Looking around the temple baptistry, I wondered, “Is there still a place here for me?” I wasn’t going on a mission, I wasn’t getting married, and I felt like it wasn’t time for me to receive my own endowment yet. How could I still participate in the blessings of the temple?
Former Relief Society General President Julie B. Beck told young adults who are not yet endowed, “You can help keep temples busy. Temple and family history work is your work. Much depends on you!”1
Therefore, young adults who are not yet endowed: if you want to serve in the temple, don’t feel like the baptistry is just for 12- to 18-year-olds. And I can testify that there is nothing wrong with going alone. Sometimes sitting in the baptistry by myself has been more peaceful and spiritually enlightening than it was when I went with friends.
The following ideas have helped me make my time in the baptistry more meaningful as I prepare for the day when I receive my own endowment.
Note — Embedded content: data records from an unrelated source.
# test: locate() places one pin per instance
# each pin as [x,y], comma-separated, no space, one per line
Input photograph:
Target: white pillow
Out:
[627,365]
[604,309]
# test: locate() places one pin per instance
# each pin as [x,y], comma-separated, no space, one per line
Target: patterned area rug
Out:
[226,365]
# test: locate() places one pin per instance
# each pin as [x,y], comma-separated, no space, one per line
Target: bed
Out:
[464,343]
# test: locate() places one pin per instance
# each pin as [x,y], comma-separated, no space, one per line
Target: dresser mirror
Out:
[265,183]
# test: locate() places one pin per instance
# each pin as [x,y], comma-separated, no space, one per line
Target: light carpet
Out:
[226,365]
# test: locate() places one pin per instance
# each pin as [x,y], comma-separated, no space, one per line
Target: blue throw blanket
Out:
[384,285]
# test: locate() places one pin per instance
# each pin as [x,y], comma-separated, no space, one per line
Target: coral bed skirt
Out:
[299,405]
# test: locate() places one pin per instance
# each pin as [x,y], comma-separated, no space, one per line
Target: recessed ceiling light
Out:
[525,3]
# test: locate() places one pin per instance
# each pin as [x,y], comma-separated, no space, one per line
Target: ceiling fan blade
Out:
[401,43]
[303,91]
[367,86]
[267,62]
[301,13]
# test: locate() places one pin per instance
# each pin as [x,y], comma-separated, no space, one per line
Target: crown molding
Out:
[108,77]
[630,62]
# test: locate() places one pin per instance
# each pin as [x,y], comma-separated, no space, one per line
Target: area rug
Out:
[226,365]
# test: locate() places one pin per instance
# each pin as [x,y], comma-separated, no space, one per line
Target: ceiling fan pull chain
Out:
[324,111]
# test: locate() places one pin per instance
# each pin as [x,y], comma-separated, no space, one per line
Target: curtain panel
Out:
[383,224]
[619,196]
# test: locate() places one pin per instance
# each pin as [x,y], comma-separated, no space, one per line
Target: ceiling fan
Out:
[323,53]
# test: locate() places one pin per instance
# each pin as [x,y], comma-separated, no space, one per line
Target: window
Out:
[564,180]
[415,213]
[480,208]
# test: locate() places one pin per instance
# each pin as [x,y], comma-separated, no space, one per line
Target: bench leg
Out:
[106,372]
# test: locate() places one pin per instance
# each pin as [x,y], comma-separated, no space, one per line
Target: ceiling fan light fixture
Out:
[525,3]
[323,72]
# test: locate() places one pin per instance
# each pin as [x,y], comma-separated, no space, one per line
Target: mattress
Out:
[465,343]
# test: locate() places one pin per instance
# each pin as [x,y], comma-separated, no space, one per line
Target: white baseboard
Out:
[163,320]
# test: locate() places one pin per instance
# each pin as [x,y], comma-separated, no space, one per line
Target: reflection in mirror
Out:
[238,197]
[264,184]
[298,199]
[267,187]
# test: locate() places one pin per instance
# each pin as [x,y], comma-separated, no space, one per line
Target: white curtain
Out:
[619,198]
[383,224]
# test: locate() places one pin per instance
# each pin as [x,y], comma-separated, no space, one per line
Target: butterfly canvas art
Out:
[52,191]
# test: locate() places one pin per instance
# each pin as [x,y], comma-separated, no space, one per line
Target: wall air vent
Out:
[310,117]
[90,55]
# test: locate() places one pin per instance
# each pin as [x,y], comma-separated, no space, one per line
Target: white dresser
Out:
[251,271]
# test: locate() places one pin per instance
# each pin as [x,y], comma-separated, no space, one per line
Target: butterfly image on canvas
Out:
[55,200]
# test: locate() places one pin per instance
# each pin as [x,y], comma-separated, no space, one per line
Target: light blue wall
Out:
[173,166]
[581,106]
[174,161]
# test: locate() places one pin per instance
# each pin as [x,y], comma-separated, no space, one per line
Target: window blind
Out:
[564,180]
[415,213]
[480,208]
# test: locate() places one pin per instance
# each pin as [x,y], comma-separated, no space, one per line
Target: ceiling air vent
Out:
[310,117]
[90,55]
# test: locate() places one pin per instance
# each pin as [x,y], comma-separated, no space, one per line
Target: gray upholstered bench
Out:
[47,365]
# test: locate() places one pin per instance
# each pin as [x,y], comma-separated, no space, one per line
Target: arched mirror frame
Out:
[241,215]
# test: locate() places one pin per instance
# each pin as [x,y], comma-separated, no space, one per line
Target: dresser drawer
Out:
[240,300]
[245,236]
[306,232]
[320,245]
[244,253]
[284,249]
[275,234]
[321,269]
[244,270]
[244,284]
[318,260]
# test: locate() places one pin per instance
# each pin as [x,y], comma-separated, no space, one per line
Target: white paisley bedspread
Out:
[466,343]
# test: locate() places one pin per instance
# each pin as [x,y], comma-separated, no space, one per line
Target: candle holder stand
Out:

Attend the temple with the intention to learn; choose a question or gospel topic to ponder during quiet moments. You can also prepare for your visit by learning more about the significance of temple work in God’s plan for our happiness. The Church offers several helpful resources, including manuals, scripture reference guides, and classes. For example, I attend a temple preparation class every Sunday in order to learn more about the temple’s significance to the Church as a whole and to me personally.
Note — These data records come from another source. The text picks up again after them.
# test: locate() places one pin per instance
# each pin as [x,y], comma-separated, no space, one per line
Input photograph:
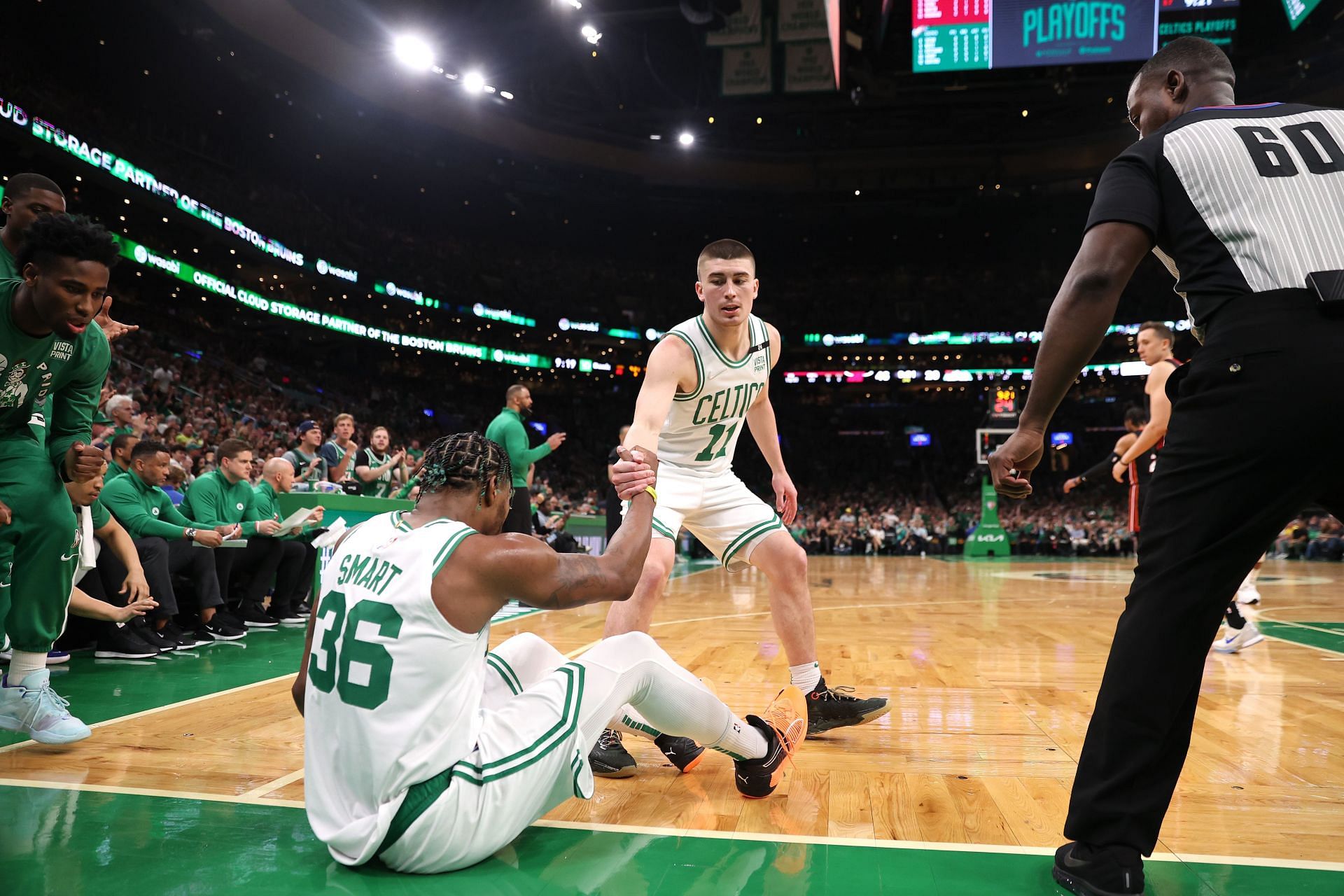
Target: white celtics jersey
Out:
[704,428]
[394,691]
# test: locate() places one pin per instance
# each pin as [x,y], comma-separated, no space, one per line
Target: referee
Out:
[508,431]
[1242,203]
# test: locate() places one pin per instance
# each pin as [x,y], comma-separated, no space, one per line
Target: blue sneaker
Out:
[35,710]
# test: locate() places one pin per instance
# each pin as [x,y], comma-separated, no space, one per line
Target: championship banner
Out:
[742,27]
[803,20]
[746,70]
[806,67]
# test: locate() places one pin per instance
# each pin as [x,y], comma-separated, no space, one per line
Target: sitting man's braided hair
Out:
[464,461]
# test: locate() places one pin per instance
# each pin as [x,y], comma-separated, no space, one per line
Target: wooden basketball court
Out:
[992,668]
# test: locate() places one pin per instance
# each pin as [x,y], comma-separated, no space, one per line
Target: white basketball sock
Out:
[806,678]
[22,663]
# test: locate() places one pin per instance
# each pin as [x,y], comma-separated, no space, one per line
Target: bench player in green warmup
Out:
[50,346]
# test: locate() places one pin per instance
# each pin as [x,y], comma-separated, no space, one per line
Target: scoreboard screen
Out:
[956,35]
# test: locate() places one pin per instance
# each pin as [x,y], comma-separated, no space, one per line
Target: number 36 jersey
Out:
[702,428]
[1238,199]
[394,691]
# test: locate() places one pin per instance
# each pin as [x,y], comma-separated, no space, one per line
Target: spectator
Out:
[174,484]
[309,466]
[122,412]
[340,451]
[295,573]
[378,473]
[97,528]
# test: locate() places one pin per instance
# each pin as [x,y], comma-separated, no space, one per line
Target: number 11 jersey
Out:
[704,426]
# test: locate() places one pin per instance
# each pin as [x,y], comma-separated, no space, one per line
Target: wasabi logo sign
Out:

Try incorporating family history into your temple experience. Take family names and do the temple work with your other family members. Learn about the lives of those ancestors whose names you take. Involve everyone, children and adults, in the process and use the time you spend together to strengthen your family relationships. President Thomas S. Monson (1927–2018) declared, “In my own family, some of our most sacred and treasured experiences have occurred when we have joined together in the temple to perform sealing ordinances for our deceased ancestors.”2
Commit to making the temple a priority in your life and consider setting some personal goals. Your goals might include attending regularly, ensuring that you always have a current temple recommend, or researching family names to take to the temple. Or your goals might be to visit the grounds of the nearest temple while you work with your bishop to be ready to go inside. I have started consciously preparing to receive my own endowment, just to help me focus on how I must live my life in order to achieve my goal. Planning for that time, whenever it may be, makes the temple a regular part of my life.
Remember to look back to identify blessings you received, both before and after going to the temple. This intentional appreciation can cultivate an “attitude of gratitude” for the temple and for the individuals whose work you are doing, even if they aren’t your own ancestors.
Furthermore, be aware that performing ordinances is not the only thing that allows us to receive temple blessings. President Russell M. Nelson said: “To each young adult I emphasize that the temple can bless you—even before you enter it. By maintaining a standard of moral conduct high enough to qualify for a temple recommend, you will find inner peace and spiritual strength.”3 During the time when I was feeling like I didn’t belong in the temple baptistry because of my age, I allowed my temple attendance to lapse. However, I will always be grateful that I never allowed my limited-use recommend to expire. Maintaining a temple-worthy life has protected me and surrounded me with people who bring me happiness and peace.
We cannot take the temple for granted. For those with access to temples: Go often. Go with friends. Go alone. No matter your age or circumstance, live worthily and make the temple part of your life—for your own “inner peace and spiritual strength,” as well as for the service of others. As President Monson reminded us, “There is much to be done in our temples in behalf of those who wait beyond the veil.”4 All worthy members are needed to do this work—endowed or not.